When ordinary disease cuts off a man, when he dies at his duty, there is some comfort in that loss. "It was the ordinance of God," you say. You minister to his wants; you smoothe down the pillow for the aching head; your love beguiles the torment of disease, and your own bosom gathers half the darts of death. He goes in his time and God takes him. But when he dies in such a war, in battle, it is man who has robbed him of life. It is a murderer that is butchered. Nothing alleviates that bitter, burning smart!

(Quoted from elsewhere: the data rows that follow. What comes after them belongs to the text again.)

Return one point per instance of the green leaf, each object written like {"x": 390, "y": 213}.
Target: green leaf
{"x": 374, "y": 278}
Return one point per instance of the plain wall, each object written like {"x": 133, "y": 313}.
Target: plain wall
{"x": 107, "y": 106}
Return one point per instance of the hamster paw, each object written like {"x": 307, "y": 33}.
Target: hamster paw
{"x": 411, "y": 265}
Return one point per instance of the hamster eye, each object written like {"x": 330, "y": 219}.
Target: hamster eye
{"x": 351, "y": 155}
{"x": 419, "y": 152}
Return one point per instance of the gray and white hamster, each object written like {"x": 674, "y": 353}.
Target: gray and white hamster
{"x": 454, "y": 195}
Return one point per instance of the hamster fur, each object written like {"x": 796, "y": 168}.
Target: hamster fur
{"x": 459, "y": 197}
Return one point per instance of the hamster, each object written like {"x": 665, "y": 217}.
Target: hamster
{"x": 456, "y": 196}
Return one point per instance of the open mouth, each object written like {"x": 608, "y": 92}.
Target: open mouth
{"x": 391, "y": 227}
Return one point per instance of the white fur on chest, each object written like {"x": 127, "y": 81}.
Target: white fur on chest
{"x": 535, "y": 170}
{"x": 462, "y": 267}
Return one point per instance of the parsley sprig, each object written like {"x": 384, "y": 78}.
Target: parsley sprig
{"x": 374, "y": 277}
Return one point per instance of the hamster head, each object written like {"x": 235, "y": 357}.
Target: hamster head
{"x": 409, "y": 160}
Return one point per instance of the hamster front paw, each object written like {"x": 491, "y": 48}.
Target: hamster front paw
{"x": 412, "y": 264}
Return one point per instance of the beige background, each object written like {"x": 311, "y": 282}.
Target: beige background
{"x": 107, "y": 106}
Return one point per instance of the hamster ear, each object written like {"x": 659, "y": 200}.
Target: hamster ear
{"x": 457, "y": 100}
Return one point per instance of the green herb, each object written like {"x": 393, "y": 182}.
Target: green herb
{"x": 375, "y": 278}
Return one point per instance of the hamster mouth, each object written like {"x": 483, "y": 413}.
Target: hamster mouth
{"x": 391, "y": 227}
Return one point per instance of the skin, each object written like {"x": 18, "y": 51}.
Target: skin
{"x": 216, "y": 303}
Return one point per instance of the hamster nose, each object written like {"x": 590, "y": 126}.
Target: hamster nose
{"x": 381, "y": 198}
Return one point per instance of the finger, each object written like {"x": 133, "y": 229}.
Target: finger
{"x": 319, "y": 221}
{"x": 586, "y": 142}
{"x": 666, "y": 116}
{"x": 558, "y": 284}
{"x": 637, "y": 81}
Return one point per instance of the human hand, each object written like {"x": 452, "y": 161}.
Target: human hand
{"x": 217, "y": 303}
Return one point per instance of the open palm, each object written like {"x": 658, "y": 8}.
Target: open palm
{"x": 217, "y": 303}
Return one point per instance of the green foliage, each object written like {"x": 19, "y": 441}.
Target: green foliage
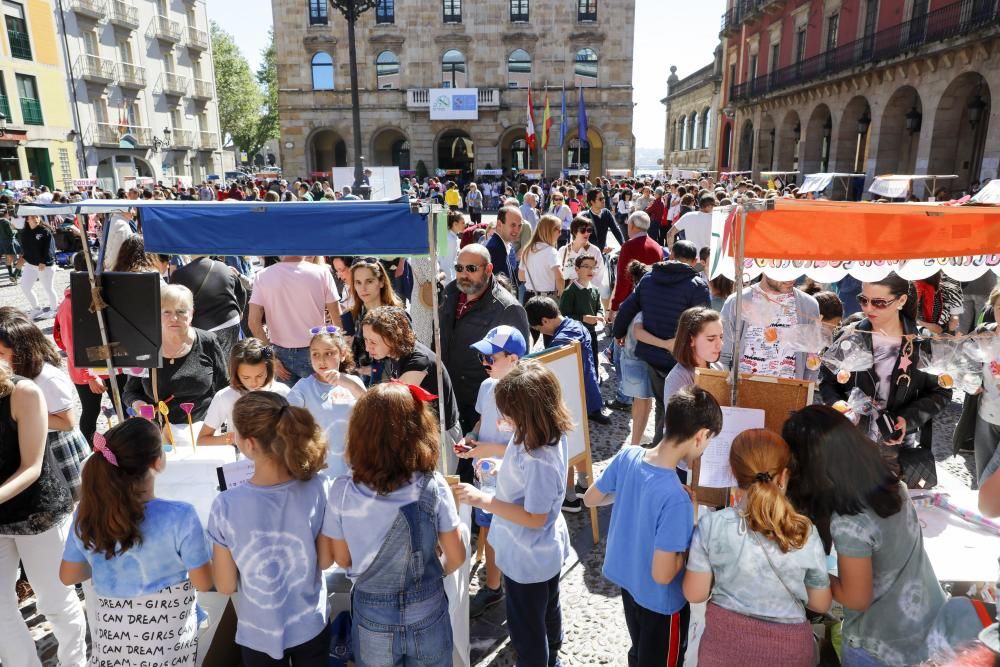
{"x": 248, "y": 116}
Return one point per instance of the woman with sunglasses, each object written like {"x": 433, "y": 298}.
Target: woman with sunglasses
{"x": 371, "y": 287}
{"x": 909, "y": 397}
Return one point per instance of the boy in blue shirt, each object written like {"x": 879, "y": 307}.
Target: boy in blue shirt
{"x": 651, "y": 526}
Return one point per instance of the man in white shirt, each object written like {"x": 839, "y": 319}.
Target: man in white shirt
{"x": 697, "y": 225}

Others not slain are maimed for life. This has no eyes; that no hands; another no feet nor legs. This has been pierced by lances, and torn with the shot, till scarce any thing human is left. The wreck of a body is crazed with pains God never meant for man. The mother that bore him would not know her child. Count the orphan asylums in Germany and Holland; go into the hospital at Greenwich, that of the invalids in Paris, you see the "trophies" of Napoleon and Wellington. Go to the arsenal at Toulon, see the wooden legs piled up there for men now active and whole, and you will think a little of the physical horrors of war.

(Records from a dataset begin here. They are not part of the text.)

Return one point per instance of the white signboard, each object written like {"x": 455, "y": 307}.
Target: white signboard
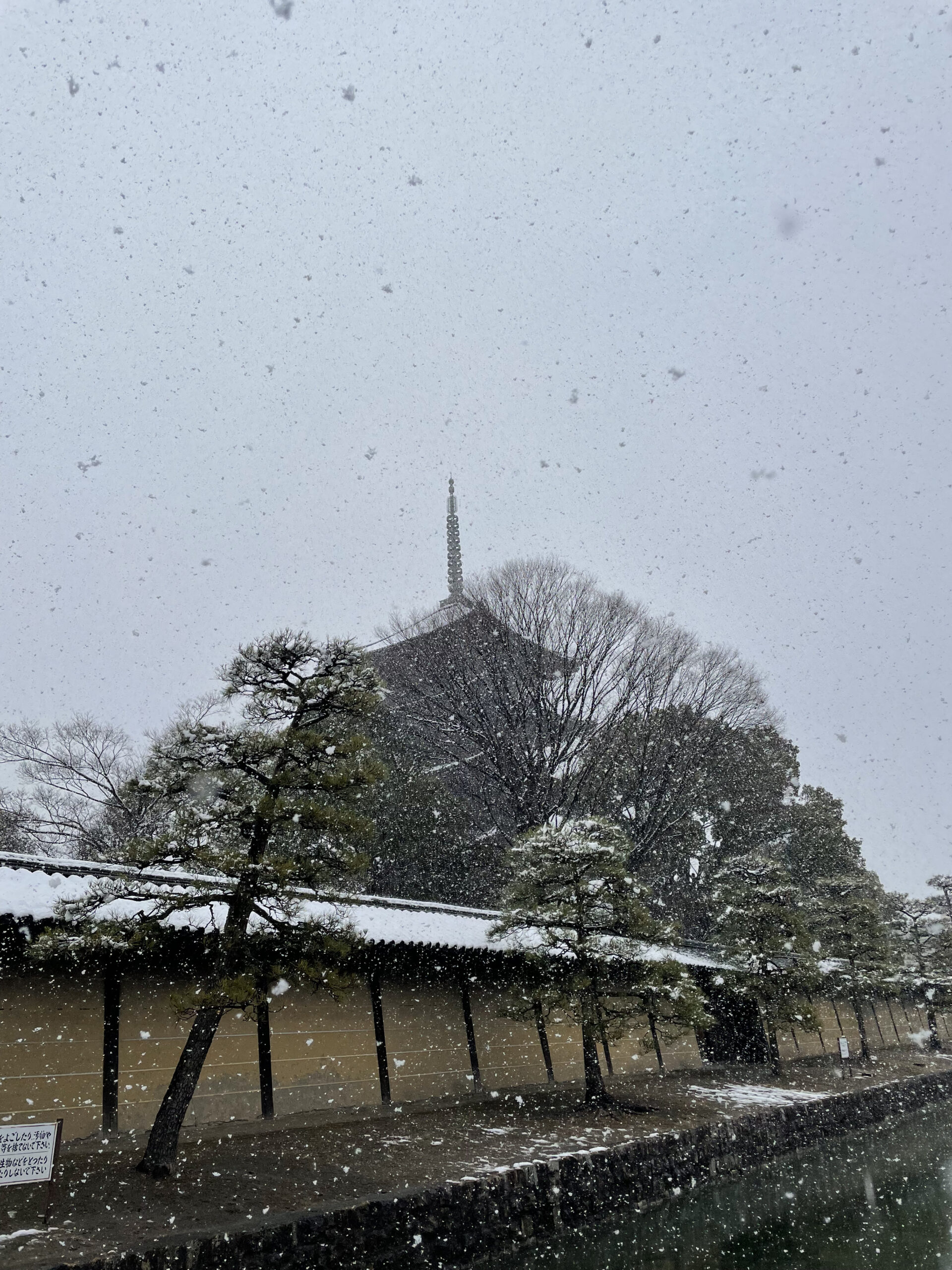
{"x": 27, "y": 1153}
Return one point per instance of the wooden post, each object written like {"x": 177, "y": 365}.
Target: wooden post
{"x": 470, "y": 1034}
{"x": 889, "y": 1008}
{"x": 380, "y": 1038}
{"x": 264, "y": 1058}
{"x": 112, "y": 992}
{"x": 543, "y": 1042}
{"x": 604, "y": 1047}
{"x": 51, "y": 1184}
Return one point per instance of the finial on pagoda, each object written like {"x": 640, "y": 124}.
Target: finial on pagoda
{"x": 455, "y": 557}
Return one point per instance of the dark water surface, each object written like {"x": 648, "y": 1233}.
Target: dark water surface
{"x": 881, "y": 1198}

In Boston there are perhaps about 25,000 able-bodied men between 18 and 45. Suppose them all slain in battle, or mortally hurt, or mown down by the camp-fever, vomito, or other diseases of war, and then fancy the distress, the heart-sickness amid wives, mothers, daughters, sons and fathers, here! Yet 25,000 is a small number to be murdered in "a famous victory;" a trifle for a whole "glorious campaign" in a great war. The men of Boston are no better loved than the men of Tamaulipas. There is scarce an old family, of the middle class, in all New England, which did not thus smart in the Revolution; many, which have not, to this day, recovered from the bloody blow then falling on them. Think, wives, of the butchery of your husbands; think, mothers, of the murder of your sons!

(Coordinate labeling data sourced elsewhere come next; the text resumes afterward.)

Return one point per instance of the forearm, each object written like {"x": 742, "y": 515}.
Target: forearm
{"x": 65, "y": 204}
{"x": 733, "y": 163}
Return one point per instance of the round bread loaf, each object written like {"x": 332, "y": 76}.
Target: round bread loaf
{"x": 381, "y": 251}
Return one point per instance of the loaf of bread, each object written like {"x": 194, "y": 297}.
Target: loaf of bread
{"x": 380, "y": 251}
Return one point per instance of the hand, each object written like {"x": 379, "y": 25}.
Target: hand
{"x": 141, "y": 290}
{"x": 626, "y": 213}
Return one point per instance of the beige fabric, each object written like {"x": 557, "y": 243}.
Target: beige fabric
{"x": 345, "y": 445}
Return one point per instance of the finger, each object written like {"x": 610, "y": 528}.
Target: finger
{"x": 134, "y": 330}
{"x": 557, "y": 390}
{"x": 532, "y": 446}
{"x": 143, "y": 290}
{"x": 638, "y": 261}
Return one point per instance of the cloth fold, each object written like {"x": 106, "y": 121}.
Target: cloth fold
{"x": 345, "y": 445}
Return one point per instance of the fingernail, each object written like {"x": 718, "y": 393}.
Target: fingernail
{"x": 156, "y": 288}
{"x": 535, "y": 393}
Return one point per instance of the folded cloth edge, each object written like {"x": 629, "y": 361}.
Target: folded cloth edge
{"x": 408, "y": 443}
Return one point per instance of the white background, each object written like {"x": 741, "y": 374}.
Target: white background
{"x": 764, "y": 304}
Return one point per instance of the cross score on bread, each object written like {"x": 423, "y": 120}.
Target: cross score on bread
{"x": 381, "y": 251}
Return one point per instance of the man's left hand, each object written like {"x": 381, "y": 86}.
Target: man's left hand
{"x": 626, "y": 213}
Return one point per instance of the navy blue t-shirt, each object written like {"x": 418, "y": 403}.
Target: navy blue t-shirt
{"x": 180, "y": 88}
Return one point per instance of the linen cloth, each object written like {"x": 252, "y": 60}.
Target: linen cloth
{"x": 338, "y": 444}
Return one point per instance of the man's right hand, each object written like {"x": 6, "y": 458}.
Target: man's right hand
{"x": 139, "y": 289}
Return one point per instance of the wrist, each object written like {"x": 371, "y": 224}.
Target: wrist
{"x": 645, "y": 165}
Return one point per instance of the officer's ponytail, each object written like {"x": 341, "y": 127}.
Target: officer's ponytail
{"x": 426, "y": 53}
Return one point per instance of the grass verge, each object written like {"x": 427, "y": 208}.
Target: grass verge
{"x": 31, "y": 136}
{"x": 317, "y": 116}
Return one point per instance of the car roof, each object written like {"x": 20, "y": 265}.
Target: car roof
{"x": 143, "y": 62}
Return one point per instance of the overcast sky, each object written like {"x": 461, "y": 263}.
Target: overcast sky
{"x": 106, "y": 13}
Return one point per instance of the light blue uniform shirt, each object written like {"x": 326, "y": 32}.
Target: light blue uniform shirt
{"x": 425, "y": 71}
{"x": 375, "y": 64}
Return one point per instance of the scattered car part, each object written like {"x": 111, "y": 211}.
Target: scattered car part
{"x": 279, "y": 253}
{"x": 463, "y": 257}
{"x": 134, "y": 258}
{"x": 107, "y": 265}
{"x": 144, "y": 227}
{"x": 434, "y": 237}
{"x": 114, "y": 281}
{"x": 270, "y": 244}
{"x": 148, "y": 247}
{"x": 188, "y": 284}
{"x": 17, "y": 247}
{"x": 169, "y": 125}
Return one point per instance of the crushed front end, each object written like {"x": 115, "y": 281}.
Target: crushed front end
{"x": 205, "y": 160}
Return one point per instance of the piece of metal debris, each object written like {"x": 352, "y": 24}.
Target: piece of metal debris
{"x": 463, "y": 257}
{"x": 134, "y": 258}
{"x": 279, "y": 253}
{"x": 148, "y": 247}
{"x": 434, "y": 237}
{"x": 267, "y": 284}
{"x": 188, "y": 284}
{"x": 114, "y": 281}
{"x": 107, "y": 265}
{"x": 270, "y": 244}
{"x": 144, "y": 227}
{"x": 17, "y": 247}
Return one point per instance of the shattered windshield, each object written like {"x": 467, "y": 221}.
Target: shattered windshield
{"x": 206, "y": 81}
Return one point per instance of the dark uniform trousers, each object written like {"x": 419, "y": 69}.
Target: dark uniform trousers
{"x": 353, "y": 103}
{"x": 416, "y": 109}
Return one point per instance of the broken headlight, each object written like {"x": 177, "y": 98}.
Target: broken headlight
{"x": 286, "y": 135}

Here, too, the burden of battle falls mainly on the humble class. They pay the great tribute of money; they pay also the horrid tax of blood. It was not your rich men who fought even the Revolution; not they. Your men of property and standing were leaguing with the British, or fitting out privateers when that offered a good investment, or buying up the estates of more consistent tories; making money out of the nation's dire distress! True, there were most honorable exceptions; but such, I think, was the general rule. Let this be distinctly remembered, that the burden of battle is borne by the humble classes of men; they pay the vast tribute of money; the awful tax of blood! The "glory" is got by a few; poverty, wounds, death, are for the people!
Military glory is the poorest kind of distinction, but the most dangerous passion. It is an honor to man to be able to mould iron; to be skilful at working in cloth, wood, clay, leather. It is man's vocation to raise corn, to subdue the rebellious fibre of cotton and convert it into beautiful robes, full of comfort for the body. They are the heroes of the race who abridge the time of human toil and multiply its results; they who win great truths from God, and send them to a people's heart; they who balance the many and the one into harmonious action, so that all are united and yet each left free. But the glory which comes of epaulets and feathers; that strutting glory which is dyed in blood—what shall we say of it? In this day it is not heroism; it is an imitation of barbarism long ago passed by. Yet it is marvellous how many men are taken with a red coat! You expect it in Europe, a land of soldiers and blood. You are disappointed to find that here the champions of force should be held in honor, and that even the lowest should voluntarily enroll themselves as butchers of men!